Databricks workflows for APIs with different frequencies (cluster keeps restarting)

mordex
New Contributor III
 
 

Title: Databricks workflows for APIs with different frequencies (cluster keeps restarting)

Hey everyone,

I’m stuck with a Databricks workflow design and could use some advice.

Currently, we are calling 70+ APIs 

Right now the workflow looks something like:
Task1 → Task2 → ForEach → notebook (API calls)

However, there is a new requirement that each API needs to be called at a different frequency — some must run every 1 min, some 2 mins, some 5 mins.
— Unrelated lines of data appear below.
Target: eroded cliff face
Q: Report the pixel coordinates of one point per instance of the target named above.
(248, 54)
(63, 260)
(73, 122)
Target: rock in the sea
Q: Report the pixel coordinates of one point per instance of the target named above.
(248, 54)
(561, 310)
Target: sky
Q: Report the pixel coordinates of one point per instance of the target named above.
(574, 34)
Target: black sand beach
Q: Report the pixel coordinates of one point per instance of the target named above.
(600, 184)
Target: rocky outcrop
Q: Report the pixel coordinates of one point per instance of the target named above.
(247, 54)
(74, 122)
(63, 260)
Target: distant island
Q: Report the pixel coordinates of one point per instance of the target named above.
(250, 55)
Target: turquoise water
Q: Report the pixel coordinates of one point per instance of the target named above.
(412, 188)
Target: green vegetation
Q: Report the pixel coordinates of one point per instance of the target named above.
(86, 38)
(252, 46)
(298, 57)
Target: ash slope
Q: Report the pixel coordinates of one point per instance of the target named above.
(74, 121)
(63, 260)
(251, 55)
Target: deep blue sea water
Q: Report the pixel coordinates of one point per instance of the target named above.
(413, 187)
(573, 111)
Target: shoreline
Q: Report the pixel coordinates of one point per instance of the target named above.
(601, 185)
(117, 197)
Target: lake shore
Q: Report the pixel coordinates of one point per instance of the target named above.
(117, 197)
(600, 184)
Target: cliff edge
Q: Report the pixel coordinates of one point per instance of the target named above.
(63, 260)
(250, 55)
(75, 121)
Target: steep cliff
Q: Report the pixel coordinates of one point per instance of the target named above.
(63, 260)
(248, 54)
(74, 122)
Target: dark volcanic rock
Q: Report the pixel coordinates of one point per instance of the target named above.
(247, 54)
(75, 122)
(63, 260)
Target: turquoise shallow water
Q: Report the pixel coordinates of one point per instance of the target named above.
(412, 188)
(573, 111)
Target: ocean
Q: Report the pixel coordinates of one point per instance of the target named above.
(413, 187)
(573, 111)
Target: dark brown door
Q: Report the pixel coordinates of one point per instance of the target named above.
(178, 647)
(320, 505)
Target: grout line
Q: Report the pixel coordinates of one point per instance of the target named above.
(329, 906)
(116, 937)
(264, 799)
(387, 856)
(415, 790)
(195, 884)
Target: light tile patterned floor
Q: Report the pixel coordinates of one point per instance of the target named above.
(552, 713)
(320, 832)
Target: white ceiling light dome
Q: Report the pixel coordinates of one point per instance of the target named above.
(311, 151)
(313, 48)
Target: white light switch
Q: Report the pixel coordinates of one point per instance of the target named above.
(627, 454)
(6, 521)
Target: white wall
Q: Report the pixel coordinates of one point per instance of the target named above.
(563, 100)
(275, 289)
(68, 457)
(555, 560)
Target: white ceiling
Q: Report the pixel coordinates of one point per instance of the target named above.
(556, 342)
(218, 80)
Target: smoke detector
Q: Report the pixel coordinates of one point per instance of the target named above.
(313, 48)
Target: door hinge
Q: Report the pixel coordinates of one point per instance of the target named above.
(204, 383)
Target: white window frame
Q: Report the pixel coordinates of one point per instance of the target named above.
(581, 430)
And we have to create a generalized solution. 

In task 1 we are reading a view, where all API's, path and their apicallfreq is stored.

We’re using job clusters, and the problem is:

  • Cluster spins up
  • Runs the job
  • Terminates immediately
  • Next run starts → spins up again

So for 1-min jobs, it’s basically constantly restarting clusters, which is not really feasible (time + cost).

We looked into:

  • Continuous jobs → but that doesn’t really work for us because we need task dependencies + ForEach
  • Cron scheduling → same issue, cluster keeps terminating after each run

Has anyone handled something similar?

  • Did you move everything into a single notebook and manage scheduling inside?
  • Use an all-purpose cluster instead?
  • Or is there a better pattern for handling different API frequencies?

Would really appreciate any practical suggestions from real-world setups.

Thanks!